The instructions, when executed by the one or more computer
processors, cause the one or more computer processors to perform
operations comprising: performing a job search 128 for a member 136
of an online service, the job search 128 returning a plurality of
job postings 202 for presentation to the member 136; identifying a
job posting from the plurality of job postings; determining a
job-matching score that indicates a degree of matching between a
profile of the member 136 and characteristics of the identified job
posting; checking if the job-matching score is above a matching
threshold; and causing presentation in a user interface 200 of the
identified job posting with a message based on the checking, the
message based on the degree of matching between the profile of the
member 136 and the characteristics of the identified job
posting.
[0103] In yet another general aspect, a machine-readable storage
medium (e.g., a non-transitory storage medium) includes
instructions that, when executed by a machine, cause the machine to
perform operations comprising: performing a job search 128 for a
member 136 of an online service, the job search 128 returning a
plurality of job postings 202 for presentation to the member 136;
identifying a job posting from the plurality of job postings;
determining a job-matching score that indicates a degree of
matching between a profile of the member 136 and characteristics of
the identified job posting; checking if the job-matching score is
above a matching threshold; and causing presentation in a user
interface 200 of the identified job posting with a message based on
the checking, the message based on the degree of matching between
the profile of the member 136 and the characteristics of the
identified job posting.
[0104] FIG. 10 is a block diagram illustrating an example of a
machine 1000 upon or by which one or more example process
embodiments described herein may be implemented or controlled. In
alternative embodiments, the machine 1000 may operate as a
standalone device or may be connected (e.g., networked) to other
machines. In a networked deployment, the machine 1000 may operate
in the capacity of a server machine, a client machine, or both in
server-client network environments. In an example, the machine 1000
may act as a peer machine in a peer-to-peer (P2P) (or other
distributed) network environment. Further, while only a single
machine 1000 is illustrated, the term "machine" shall also be taken
to include any collection of machines 1000 that individually or
jointly execute a set (or multiple sets) of instructions to perform
any one or more of the methodologies discussed herein, such as via
cloud computing, software as a service (SaaS), or other computer
cluster configurations.
[0105] Examples, as described herein, may include, or may operate
by, logic, a number of components, or mechanisms. Circuitry is a
collection of circuits implemented in tangible entities that
include hardware (e.g., simple circuits, gates, logic, etc.).

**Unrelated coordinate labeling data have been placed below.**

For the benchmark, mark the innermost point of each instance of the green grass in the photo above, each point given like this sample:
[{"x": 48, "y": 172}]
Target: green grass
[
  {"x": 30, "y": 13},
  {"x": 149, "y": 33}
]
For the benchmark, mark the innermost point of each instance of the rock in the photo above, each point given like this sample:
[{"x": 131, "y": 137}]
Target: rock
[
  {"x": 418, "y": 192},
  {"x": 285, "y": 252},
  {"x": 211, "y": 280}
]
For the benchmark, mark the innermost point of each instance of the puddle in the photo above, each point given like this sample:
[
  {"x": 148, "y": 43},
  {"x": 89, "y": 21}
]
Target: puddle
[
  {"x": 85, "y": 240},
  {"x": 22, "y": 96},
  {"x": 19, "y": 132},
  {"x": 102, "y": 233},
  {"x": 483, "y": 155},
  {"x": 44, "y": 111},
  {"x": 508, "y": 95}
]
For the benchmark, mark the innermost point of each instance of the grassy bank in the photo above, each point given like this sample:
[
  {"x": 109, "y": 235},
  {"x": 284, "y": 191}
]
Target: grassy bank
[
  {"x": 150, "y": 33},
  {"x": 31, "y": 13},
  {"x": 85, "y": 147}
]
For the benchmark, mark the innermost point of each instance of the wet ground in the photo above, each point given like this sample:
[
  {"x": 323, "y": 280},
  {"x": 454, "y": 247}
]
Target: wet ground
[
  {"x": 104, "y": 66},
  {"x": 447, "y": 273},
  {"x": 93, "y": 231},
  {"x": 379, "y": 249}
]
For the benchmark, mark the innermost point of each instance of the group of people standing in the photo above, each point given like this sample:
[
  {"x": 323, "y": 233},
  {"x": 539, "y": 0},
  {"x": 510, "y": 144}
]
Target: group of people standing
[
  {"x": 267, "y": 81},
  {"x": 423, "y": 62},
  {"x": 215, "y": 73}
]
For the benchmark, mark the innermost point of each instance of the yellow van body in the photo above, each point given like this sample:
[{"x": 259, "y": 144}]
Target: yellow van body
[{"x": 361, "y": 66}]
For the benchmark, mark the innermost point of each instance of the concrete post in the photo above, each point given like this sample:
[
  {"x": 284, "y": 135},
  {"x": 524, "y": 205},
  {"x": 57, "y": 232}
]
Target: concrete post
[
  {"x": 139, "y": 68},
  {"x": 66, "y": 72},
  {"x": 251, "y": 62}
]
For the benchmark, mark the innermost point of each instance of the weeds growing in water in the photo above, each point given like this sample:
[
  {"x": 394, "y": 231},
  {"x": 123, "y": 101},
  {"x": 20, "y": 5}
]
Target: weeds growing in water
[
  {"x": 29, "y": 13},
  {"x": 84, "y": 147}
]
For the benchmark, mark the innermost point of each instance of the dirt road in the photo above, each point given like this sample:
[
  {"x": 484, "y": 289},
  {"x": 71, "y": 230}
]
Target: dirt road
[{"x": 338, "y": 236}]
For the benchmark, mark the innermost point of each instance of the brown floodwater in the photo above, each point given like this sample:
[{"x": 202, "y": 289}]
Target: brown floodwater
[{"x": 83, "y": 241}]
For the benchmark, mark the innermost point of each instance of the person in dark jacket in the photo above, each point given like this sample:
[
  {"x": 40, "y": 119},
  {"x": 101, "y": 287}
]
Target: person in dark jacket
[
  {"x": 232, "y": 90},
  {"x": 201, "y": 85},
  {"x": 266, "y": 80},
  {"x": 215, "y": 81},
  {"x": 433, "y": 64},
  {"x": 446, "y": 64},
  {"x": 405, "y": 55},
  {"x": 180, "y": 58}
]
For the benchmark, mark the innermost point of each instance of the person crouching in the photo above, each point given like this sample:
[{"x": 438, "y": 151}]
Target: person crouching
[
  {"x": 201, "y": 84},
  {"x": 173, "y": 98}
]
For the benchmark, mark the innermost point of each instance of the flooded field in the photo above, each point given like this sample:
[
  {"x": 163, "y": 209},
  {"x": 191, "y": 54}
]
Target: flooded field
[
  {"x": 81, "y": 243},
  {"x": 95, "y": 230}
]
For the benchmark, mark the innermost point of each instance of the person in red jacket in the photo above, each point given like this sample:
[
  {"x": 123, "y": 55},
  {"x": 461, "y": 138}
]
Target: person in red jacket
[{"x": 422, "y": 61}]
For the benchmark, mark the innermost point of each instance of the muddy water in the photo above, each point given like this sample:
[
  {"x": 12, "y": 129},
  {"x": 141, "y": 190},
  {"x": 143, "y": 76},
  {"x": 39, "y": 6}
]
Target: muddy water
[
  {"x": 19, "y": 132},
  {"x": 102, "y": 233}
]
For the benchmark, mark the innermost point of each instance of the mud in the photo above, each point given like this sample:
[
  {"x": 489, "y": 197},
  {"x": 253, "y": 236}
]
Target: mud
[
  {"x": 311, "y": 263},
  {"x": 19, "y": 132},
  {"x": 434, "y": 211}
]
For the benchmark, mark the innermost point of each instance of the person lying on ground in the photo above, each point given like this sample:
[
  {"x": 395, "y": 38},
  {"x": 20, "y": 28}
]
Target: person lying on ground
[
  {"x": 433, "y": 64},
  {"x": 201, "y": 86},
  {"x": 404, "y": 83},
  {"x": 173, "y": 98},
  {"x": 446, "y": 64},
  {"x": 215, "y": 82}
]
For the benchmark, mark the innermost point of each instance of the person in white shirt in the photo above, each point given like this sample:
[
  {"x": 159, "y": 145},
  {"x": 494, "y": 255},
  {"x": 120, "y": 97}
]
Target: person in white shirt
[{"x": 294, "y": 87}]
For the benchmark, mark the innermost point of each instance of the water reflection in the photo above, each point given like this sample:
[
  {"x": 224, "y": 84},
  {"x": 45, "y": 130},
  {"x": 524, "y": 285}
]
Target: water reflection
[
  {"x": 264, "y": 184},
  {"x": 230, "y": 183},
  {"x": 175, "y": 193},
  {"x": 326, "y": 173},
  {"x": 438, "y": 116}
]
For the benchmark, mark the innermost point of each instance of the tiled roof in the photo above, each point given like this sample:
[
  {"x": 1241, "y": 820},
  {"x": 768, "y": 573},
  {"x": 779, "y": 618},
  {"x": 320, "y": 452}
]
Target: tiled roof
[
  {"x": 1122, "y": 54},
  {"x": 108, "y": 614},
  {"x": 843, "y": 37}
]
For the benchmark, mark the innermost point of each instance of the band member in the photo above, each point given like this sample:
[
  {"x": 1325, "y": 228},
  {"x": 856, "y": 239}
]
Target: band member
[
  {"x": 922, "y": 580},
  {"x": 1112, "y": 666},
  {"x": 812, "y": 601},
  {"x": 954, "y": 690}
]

Circuitry membership may be flexible over time and underlying
hardware variability. Circuitries include members that may, alone
or in combination, perform specified operations when operating. In
an example, hardware of the circuitry may be immutably designed to
carry out a specific operation (e.g., hardwired). In an example,
the hardware of the circuitry may include variably connected
physical components (e.g., execution units, transistors, simple
circuits, etc.) including a computer-readable medium physically
modified (e.g., magnetically, electrically, by moveable placement
of invariant massed particles, etc.) to encode instructions of the
specific operation. In connecting the physical components, the
underlying electrical properties of a hardware constituent are
changed (for example, from an insulator to a conductor or vice
versa). The instructions enable embedded hardware (e.g., the
execution units or a loading mechanism) to create members of the
circuitry in hardware via the variable connections to carry out
portions of the specific operation when in operation. Accordingly,
the computer-readable medium is communicatively coupled to the
other components of the circuitry when the device is operating. In
an example, any of the physical components may be used in more than
one member of more than one circuitry. For example, under
operation, execution units may be used in a first circuit of a
first circuitry at one point in time and reused by a second circuit
in the first circuitry, or by a third circuit in a second
circuitry, at a different time.
[0106] The machine (e.g., computer system) 1000 may include a
hardware processor 1002 (e.g., a central processing unit (CPU), a
hardware processor core, or any combination thereof), a graphics
processing unit (GPU) 1003, a main memory 1004, and a static memory
1006, some or all of which may communicate with each other via an
interlink (e.g., bus) 1008. The machine 1000 may further include a
display device 1010, an alphanumeric input device 1012 (e.g., a
keyboard), and a user interface (UI) navigation device 1014 (e.g.,
a mouse). In an example, the display device 1010, alphanumeric
input device 1012, and UI navigation device 1014 may be a touch
screen display. The machine 1000 may additionally include a mass
storage device (e.g., drive unit) 1016, a signal generation device
1018 (e.g., a speaker), a network interface device 1020, and one or
more sensors 1021, such as a Global Positioning System (GPS)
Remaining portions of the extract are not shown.